Prior to "zen" sports, most athletic endeavors were organized in local leagues or clubs, with regional, provincial and national advancement for those who excelled. In Canada at least, hockey remains a great example of a sport organized in a competitive hierarchy with the NHL at the top of the pyramid.

The companies that built the early Outdoors supply chain were primarily from Colorado and California - the North Face, Marmot, Sierra Designs, Patagonia (or as they used to known - Great Pacific Ironworks) and Osprey. Canada had a few contributors: Far West in Vernon and much later Arcteryx in Vancouver. For those of you with a really good memory, let's add Banana Equipment, Synergy Works, and Class 5 to the early incubator list. These three were also From California and Colorado.

Much of the tech materials that have driven the innovation of premium recreational solutions for humans going outdoors was invented in the 1970s: Gore-Tex, Polartec, Primaloft, seam sealing, core-spun stretch yarns, rotomolding for boats, injection molding, high tenacity synthetic yarns in ever diminishing deniers, and powerful permanent gluing. A list of core outdoor innovation since 2000 would include carbon fiber, lithium batteries and LEDs, satellite communicators and digital mapping, photovoltaics, and all the new technology to lessen or eliminate enviro impact.

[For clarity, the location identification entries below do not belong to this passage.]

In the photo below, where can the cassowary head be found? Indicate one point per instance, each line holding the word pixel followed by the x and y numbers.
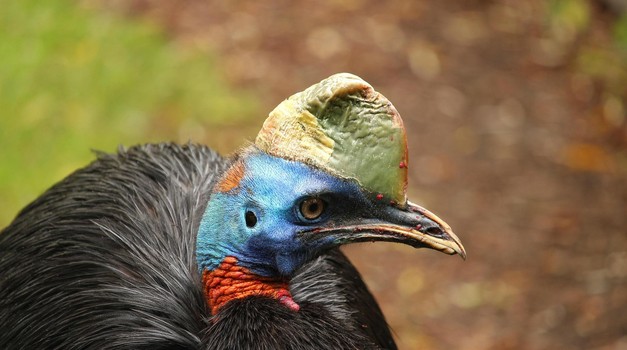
pixel 329 167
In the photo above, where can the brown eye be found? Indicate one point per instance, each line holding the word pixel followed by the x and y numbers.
pixel 312 208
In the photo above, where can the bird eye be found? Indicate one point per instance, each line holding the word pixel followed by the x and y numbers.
pixel 312 208
pixel 251 219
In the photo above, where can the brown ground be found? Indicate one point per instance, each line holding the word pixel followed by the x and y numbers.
pixel 517 137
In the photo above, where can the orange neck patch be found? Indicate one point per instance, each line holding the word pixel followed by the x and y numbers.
pixel 230 281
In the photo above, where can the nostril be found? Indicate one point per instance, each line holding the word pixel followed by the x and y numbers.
pixel 434 231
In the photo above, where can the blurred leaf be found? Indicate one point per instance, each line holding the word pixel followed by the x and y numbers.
pixel 72 80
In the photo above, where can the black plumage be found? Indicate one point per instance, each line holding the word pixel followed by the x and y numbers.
pixel 105 260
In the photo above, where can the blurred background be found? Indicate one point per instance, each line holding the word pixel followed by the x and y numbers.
pixel 516 118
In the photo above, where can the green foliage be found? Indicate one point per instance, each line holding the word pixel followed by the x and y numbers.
pixel 72 80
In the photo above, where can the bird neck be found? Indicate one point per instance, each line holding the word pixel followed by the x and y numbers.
pixel 230 281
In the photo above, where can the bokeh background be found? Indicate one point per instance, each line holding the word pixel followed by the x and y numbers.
pixel 516 118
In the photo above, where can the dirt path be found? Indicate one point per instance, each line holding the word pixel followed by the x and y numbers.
pixel 521 155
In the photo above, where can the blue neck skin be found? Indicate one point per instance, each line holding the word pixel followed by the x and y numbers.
pixel 270 188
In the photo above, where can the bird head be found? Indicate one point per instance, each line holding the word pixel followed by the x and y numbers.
pixel 329 167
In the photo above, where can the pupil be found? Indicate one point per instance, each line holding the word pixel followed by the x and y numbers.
pixel 251 219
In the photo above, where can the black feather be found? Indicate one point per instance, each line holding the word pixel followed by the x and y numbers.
pixel 105 260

As new, optimistic and forward looking as "the suburbs" were after WW2, the burbs were basically about moving indoors - outdoors was paved and lawned in rectangular chunks. By the time the 60s arrived, young people desperately wanted to get back outside - away from all the pavement, stop signs and "ticky tacky boxes all in a row". To the wilderness!

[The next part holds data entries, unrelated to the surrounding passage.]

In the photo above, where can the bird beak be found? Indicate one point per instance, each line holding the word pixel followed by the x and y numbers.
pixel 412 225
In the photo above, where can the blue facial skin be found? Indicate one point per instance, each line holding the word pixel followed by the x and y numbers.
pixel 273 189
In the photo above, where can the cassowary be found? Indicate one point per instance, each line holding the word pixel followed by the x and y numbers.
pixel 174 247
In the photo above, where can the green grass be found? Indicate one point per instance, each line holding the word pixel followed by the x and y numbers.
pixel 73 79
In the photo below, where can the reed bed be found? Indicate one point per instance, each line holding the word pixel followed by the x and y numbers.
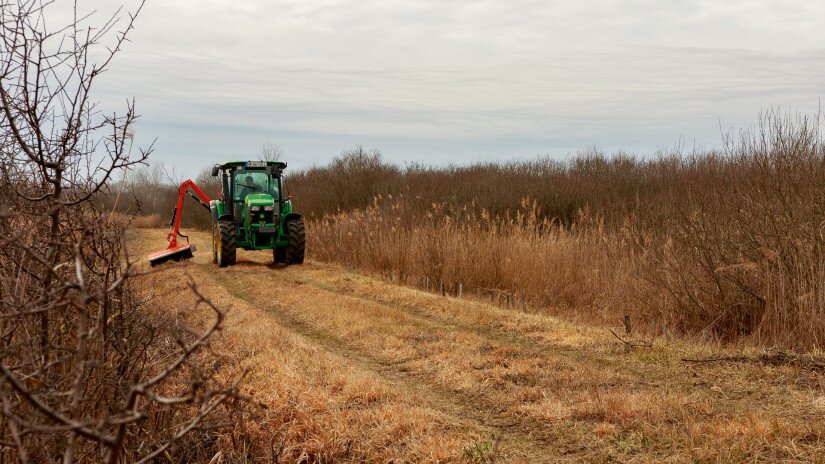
pixel 725 245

The Great Globalization trend that began in the 1980s that started blending people and cultures, also moved manufacturing offshore. For the past 40 years, the Outdoors supply chain has delivered better and better products every year, at ever lower prices.

Today, humans have become hybrids, mostly human and part digital - completely immersed in connectivity and technology. Connectivity has extended each of our voices to be global, our formative travels and journeys are global, and even our empathy and politics are becoming global. We may relate closely to people in Africa, spiritualists in India, listen to inner city musicians, or sympathize with distant refugees more than our neighbours next door.

Local food supply, music and culture here in Canada are easy to take for granted. But when we return from our travels to exotic distant lands and cultures, what we have grown up with locally comes into focus as being likewise remarkable, unique and valuable. Distant travel gives us context and perspective.

The Outdoor choices Valhalla Pure offers reflect these macro and social trends - this blending of local with distant. We have a mix of Arcteryx and Delta boats from Vancouver, Icebreaker from New Zealand, Norrona, Helle and Kari Traa from Norway, Montane from the U.K., Mammut from Switzerland, DPS skis, Black Diamond and KUHL from Salt Lake City, Petzl and Black Crows from France and LaSportiva, Garmont and Scarpa from northern Italy. And our shop staff include folks from Holland, America, China, UK, and Switzerland.

Those original legacy Outdoor brands from California suddenly have some serious competition. We ARE International! And still the mountain wilderness touches people's lives as powerfully as ever. Bit by bit, we are doing it better, more safely, and with more awareness each passing season.